Figure 6: Nodal signaling induces EMT and enhances the expression of MMP2 and CXCR4. (A&C) Real-time PCR analysis of EMT markers, MMP2 and CXCR4 in BxPC-3 and PANC-1 cells exposed to 100 ng/ml rhNodal with or without 10 μM SB431542. The celltreated with 100 ng/ml rhNodal displayed a significant downregulation of the epithelial marker E-cadherin but an upregulation of the mesenchymal markers N-cadherin, Vimentin and the transcription factor Snail, and an increase in MMP-2 and CXCR4 expression compared to untreated cells.

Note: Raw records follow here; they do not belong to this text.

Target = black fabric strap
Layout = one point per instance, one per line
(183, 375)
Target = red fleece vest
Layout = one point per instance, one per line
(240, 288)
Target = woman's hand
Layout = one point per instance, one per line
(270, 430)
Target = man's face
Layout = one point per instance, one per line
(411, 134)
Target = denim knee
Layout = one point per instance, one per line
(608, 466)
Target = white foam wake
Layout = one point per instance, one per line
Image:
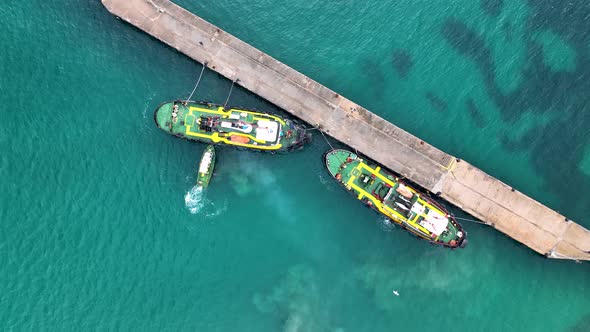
(197, 203)
(194, 200)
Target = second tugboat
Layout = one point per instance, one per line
(206, 166)
(387, 194)
(213, 124)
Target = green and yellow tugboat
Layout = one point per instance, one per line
(206, 166)
(241, 128)
(386, 193)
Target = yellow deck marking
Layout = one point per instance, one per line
(215, 136)
(380, 206)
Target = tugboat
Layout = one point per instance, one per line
(391, 197)
(206, 166)
(214, 124)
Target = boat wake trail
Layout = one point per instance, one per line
(196, 202)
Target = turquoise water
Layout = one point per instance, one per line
(102, 228)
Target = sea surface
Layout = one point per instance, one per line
(102, 228)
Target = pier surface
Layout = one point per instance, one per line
(495, 203)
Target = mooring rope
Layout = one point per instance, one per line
(322, 132)
(230, 90)
(198, 81)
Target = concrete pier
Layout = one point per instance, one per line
(518, 216)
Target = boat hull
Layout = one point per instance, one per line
(206, 166)
(237, 127)
(452, 237)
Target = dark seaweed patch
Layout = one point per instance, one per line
(372, 70)
(437, 103)
(554, 147)
(475, 114)
(492, 7)
(402, 62)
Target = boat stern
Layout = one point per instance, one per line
(294, 136)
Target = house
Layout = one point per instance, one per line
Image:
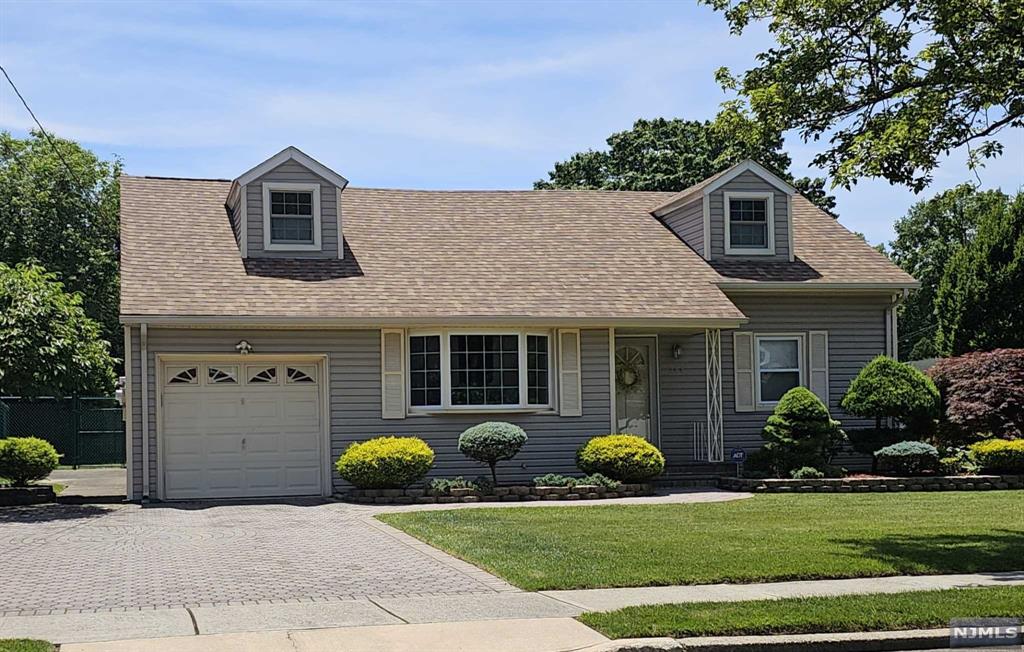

Treatment with SB431542 (10 μM) blocked thegene expression changes induced by rhNodal (100 ng/ml). (B&D) Western blotting analysis verified the changes described in (A&C). β-actin was used as an internal loading control. All of the data are presented as the mean ± SD of three independent experiments performed in triplicate. *P < 0.05 compared to the untreated group. #P < 0.05 compared to treatment with 100 ng/ml rhNodal.
Figure 7: Loss of Nodal expression reverses the invasion phenotype of pancreatic cancer cells. (A) Interference with Nodal expression in BxPC-3 cells was analyzed by Western blotting. Knockdown of Nodal reduced the phosphorylation of Smad2. β-actin was used as an internal loading control. (B) Wound-healing assays indicating that knocking down Nodal expression significantly reduced the migration of BxPC-3 cells (n = 3, P = 0.0074). (C) Transwell chamber assays with Matrigel indicating that knocking down Nodal expression significantly reduced invasion of BxPC-3 cells (n = 3, P = 0.0156). (D) Real-time PCR analysis revealing that BxPC-3 cells transfected with a Nodal-targeted siRNA markedly decreased the expression of N-cadherin, Vimentin, Snail, MMP-2 and CXCR4and significantly increased the expression of E-cadherin compared to a scramble control siRNA. (E) Western blotting analysis confirming the changes described in (D). β-actin was used as an internal loading control. All of the data are presented as the mean ± SD of three independent experiments performed in triplicate. *P < 0.05; **P < 0.01 compared to control siRNA.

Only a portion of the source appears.